Some strategies for estimating present day heat flow from exploration wells, with examples

Abstract

Techniques for estimating heat flow from downhole temperature data are discussed, with application to 3 exploration wells in Australia. The thermal resistance method, or Bullard Plot, is straightforward to use, and allows rapid visual assessment of the consistency of temperature and thermal conductivity. Calculation of interval and apparent heat flow can be useful to reveal depth trends in heat flow, although the interval heat flow is sensitive to errors in the temperatures. A generalised least squares method relies on the specification of a priori, or input, values and uncertainties for the temperature and thermal conductivity data, as well as the heat flow, to obtain maximum likelihood model estimates of all parameters. The dependence of these estimates to the input values can be examined with sensitivity matrices. A well from the Eromanga Basin (Graham 1) in southwestern Queensland with temperature data obtained during a downhole pressure survey and thermal conductivity estimates based on measurements from nearby well has a heat flow of 116±14mWm?2. Another well from the Gippsland Basin (Volador 1) shows inconsistencies in the temperature observations and assumed thermal conductivities.

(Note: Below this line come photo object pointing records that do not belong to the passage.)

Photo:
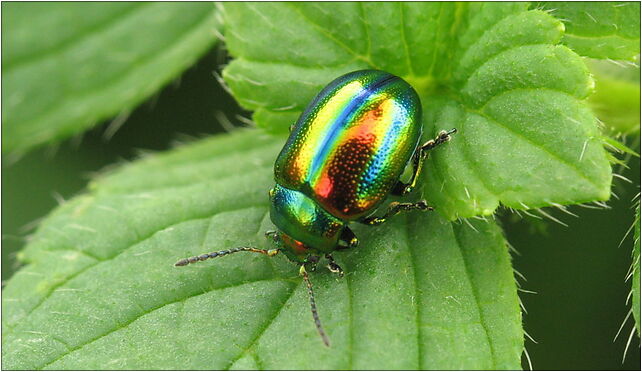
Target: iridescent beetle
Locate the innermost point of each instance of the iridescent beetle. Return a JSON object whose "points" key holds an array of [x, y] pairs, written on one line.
{"points": [[344, 156]]}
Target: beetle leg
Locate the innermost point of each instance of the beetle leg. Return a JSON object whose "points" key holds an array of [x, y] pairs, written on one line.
{"points": [[349, 238], [311, 262], [393, 209], [418, 160], [333, 265], [203, 257]]}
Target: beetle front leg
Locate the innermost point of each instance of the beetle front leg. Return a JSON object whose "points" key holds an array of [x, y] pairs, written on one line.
{"points": [[393, 209], [418, 160], [333, 265], [349, 238]]}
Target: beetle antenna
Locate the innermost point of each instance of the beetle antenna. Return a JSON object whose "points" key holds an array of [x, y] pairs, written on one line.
{"points": [[313, 306], [203, 257]]}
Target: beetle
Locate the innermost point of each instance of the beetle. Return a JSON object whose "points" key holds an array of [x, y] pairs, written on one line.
{"points": [[344, 156]]}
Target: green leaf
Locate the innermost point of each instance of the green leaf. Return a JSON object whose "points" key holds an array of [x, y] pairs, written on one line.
{"points": [[616, 100], [99, 290], [636, 271], [495, 71], [607, 30], [95, 61]]}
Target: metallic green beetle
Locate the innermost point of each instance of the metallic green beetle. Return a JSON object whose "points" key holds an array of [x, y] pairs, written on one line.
{"points": [[344, 157]]}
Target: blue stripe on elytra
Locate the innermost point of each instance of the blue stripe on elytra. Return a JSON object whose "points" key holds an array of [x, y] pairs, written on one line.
{"points": [[331, 136]]}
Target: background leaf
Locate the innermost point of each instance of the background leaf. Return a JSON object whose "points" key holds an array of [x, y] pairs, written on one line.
{"points": [[608, 30], [616, 100], [95, 61], [526, 137], [420, 292]]}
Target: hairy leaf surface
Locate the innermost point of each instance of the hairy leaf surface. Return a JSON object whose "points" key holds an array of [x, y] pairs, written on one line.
{"points": [[99, 290], [636, 271], [495, 71], [67, 66], [606, 30]]}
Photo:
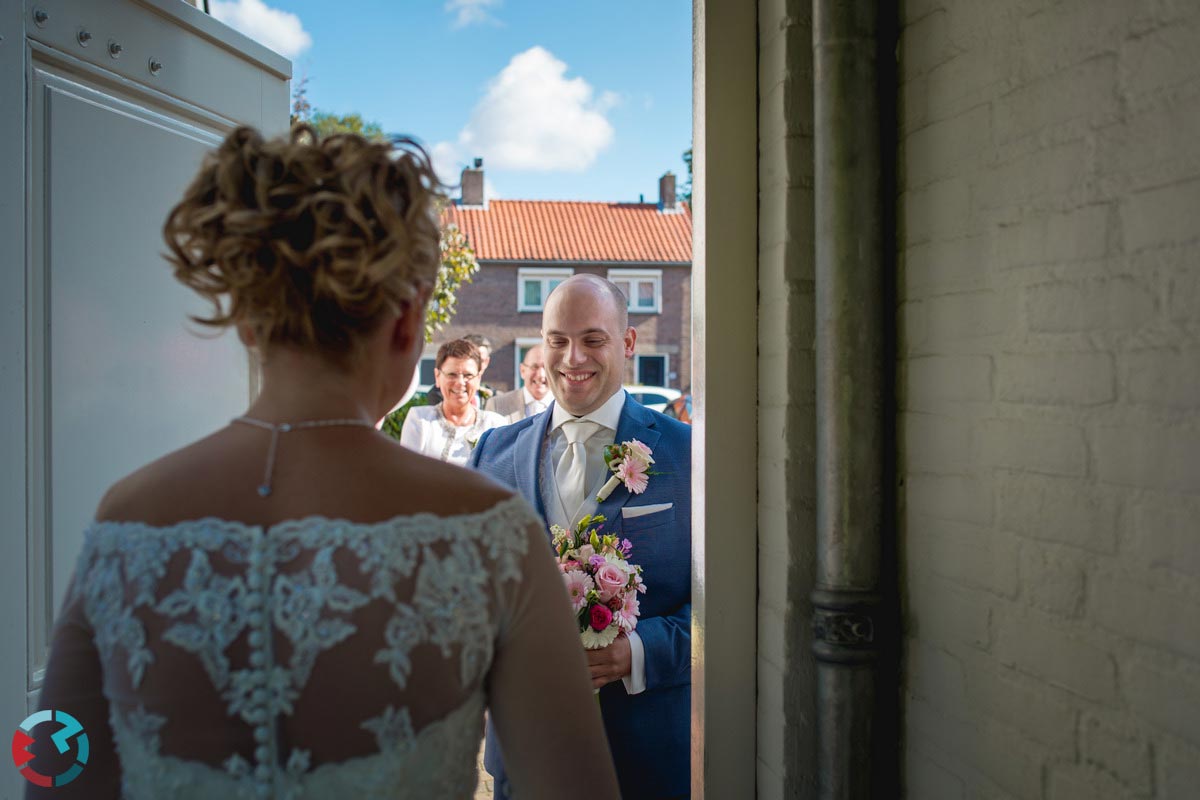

The heat flow is calculated to be 110±20mWm?2, although this is not considered to be a reliable estimate as the thermal conductivities are poorly constrained. The final example from Olympic Dam (RD21) has 65 accurate temperature observations and 18 laboratory thermal conductivity measurements. The data is shown to be consistent with a deep heat flow of 82±15mWm?2, and an additional 45mWm?2 from internal heat production, provided the measured thermal conductivity for one formation is accepted to be an overestimate of the in situ value.